The first time I hiked the Incline, I had no idea how hard it was going to be. The next time, I knew what I was in for. I also wasn't fooled by the false summit. There is just a little more hard ahead but the reward is worth it and I can do hard things.
The past few years felt like I was on my first climb up the Incline. I was climbing up a mountain that I believed would end soon. I could see the top and trusted that rest for my weary heart was just ahead. And now, I've come to see that what I was looking at was just another false summit. It was the illusion of a change in scenery, the easement of my hardship, the end of the constant and exhausting climb, but it wasn't real. I was starting lose my grateful spirit. My legs and lungs were feeling weak and heavy because it was so hard, but I just kept climbing.
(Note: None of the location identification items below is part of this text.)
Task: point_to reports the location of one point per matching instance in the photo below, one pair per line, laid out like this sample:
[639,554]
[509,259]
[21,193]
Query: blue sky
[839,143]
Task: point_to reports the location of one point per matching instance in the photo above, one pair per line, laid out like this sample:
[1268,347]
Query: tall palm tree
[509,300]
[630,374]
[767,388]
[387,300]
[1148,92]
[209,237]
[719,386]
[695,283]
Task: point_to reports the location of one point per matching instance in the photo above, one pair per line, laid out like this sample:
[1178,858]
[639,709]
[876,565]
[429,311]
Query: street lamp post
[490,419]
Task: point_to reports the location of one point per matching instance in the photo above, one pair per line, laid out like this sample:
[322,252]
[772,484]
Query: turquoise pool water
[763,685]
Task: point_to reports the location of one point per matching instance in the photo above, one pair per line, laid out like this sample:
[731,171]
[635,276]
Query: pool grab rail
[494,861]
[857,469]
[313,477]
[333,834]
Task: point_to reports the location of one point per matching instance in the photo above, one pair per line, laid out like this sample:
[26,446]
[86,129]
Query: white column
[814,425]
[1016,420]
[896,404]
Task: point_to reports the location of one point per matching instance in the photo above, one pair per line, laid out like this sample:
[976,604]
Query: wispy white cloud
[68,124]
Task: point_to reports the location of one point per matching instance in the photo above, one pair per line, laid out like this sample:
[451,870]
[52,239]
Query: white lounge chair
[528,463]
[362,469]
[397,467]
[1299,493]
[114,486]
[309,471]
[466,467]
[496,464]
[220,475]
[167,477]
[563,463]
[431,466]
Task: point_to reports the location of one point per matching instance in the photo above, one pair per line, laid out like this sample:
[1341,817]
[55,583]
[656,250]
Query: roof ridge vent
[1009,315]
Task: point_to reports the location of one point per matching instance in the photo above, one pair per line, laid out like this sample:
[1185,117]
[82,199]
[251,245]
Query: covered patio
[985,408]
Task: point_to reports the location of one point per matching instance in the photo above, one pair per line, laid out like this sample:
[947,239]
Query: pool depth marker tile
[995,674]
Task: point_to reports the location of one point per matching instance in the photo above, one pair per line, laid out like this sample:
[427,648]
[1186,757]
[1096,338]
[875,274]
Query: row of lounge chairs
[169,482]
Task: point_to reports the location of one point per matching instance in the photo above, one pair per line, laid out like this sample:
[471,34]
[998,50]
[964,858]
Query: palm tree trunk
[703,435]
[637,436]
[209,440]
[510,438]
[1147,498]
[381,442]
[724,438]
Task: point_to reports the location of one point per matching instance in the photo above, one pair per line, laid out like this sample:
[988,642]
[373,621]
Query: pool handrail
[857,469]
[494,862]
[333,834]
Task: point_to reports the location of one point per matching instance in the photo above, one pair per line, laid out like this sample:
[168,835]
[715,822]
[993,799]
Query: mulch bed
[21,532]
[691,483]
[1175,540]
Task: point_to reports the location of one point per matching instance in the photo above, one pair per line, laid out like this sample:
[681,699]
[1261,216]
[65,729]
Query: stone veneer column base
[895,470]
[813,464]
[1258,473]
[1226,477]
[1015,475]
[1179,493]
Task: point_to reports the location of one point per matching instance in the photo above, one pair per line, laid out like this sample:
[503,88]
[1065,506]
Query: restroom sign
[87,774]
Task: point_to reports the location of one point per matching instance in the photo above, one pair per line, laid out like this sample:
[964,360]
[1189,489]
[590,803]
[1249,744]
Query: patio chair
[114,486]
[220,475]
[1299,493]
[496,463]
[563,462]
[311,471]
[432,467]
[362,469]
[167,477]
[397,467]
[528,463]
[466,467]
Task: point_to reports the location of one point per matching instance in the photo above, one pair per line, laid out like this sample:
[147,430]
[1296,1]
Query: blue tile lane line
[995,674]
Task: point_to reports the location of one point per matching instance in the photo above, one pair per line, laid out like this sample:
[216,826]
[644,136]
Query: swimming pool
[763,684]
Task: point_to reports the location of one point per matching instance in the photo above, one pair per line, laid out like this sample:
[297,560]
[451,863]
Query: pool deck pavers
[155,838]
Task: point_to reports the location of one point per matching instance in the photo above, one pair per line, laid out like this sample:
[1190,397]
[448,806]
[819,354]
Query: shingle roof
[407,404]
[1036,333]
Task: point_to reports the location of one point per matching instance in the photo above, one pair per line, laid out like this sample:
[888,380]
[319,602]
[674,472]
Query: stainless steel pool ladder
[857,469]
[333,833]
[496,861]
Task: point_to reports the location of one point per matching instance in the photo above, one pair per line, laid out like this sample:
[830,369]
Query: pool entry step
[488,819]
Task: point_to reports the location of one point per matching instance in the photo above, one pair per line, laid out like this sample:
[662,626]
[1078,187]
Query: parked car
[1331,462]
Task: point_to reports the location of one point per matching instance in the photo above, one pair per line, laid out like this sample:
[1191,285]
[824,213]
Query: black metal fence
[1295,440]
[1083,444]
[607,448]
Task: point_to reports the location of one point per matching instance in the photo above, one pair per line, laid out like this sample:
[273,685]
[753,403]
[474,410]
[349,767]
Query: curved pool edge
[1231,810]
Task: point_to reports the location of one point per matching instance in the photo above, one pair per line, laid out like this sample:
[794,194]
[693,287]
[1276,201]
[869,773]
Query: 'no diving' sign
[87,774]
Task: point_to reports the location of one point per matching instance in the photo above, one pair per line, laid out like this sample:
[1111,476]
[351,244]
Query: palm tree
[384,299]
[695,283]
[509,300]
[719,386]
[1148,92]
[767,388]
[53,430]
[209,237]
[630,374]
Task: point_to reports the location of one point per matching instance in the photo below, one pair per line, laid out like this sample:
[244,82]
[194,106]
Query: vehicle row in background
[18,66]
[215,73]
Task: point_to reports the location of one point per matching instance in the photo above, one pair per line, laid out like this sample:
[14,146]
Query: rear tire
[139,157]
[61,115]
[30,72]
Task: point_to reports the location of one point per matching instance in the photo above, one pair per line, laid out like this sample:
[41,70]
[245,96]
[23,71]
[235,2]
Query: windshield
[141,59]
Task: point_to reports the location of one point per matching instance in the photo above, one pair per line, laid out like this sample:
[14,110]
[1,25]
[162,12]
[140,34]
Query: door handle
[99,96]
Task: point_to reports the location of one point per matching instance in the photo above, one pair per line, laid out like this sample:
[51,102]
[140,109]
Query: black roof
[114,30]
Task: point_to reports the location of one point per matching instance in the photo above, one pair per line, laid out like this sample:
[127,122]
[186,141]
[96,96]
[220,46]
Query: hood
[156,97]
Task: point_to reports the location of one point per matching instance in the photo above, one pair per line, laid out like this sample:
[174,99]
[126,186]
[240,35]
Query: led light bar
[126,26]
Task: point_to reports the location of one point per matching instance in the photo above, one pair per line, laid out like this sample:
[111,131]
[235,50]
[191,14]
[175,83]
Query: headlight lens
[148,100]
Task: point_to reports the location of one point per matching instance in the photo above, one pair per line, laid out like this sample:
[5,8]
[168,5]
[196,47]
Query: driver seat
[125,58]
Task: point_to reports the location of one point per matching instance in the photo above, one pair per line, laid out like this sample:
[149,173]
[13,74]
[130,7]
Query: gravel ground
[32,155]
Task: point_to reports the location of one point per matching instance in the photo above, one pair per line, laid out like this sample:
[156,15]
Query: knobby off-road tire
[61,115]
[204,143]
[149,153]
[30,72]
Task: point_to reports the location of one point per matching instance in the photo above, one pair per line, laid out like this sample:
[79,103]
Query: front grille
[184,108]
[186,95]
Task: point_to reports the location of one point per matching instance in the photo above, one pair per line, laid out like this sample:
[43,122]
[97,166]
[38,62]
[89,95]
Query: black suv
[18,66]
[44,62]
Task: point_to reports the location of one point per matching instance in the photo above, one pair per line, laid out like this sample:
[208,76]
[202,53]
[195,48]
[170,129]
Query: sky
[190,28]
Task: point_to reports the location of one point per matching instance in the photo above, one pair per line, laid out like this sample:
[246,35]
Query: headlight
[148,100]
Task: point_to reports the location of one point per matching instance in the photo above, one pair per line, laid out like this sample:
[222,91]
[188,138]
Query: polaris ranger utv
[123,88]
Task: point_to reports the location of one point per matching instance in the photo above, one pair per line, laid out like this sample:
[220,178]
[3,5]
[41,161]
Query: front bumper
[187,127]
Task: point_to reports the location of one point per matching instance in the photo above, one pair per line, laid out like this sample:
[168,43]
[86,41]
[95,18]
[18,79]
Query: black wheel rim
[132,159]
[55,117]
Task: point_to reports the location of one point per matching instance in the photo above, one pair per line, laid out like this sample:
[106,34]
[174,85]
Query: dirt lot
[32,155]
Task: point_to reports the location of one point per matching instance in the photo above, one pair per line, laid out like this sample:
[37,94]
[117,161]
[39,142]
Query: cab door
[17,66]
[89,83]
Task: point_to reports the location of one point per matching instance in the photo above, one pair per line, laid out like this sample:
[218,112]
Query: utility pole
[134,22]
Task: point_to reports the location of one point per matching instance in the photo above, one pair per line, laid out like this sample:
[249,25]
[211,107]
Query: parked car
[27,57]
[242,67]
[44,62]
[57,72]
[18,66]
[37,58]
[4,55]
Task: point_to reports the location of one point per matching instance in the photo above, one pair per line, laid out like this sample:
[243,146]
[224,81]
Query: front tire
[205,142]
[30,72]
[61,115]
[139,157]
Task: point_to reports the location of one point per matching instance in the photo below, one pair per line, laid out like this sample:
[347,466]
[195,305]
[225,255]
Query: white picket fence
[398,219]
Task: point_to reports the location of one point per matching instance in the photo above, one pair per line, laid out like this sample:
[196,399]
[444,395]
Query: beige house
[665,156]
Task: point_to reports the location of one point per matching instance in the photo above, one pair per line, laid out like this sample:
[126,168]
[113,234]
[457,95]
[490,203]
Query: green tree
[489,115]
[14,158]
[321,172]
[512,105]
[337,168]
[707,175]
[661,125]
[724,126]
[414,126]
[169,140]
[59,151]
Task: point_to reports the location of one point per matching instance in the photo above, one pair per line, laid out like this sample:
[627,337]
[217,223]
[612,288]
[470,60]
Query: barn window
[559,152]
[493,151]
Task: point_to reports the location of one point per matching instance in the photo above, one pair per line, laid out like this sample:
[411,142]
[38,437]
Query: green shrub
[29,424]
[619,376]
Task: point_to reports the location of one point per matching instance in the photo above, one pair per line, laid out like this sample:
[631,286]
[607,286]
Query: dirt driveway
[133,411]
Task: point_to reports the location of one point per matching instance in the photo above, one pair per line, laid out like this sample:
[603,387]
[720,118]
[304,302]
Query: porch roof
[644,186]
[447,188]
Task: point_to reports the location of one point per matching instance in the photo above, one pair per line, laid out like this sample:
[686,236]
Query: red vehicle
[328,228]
This year, I am still climbing. Only this time it's like I'm on my second climb. I know the false summit is there and I know I will have to keep going. This time though, I've settled in, pacing myself for the long haul, and knowing that I might reach a few false summits before I actually get to where I want to be. I see more railroad ties ahead and I know that I may need to get my hands dirty to make it to the top, and still, I'm climbing. I'm steady, pausing to take in the sights along the way, using those false summits to take a moment because I know that there will be many more steps ahead. I'm grateful again. I feel strength that I didn't feel before. I can do hard things.
As I type this I kept thinking about the spiritual lesson in it all. What does this teach me? Persistence? God's faithfulness when I'm weak? His provision? I don't know, maybe a little bit of all of it. I just know that when I need a reminder of getting through the hard seasons, I remember climbing the Incline.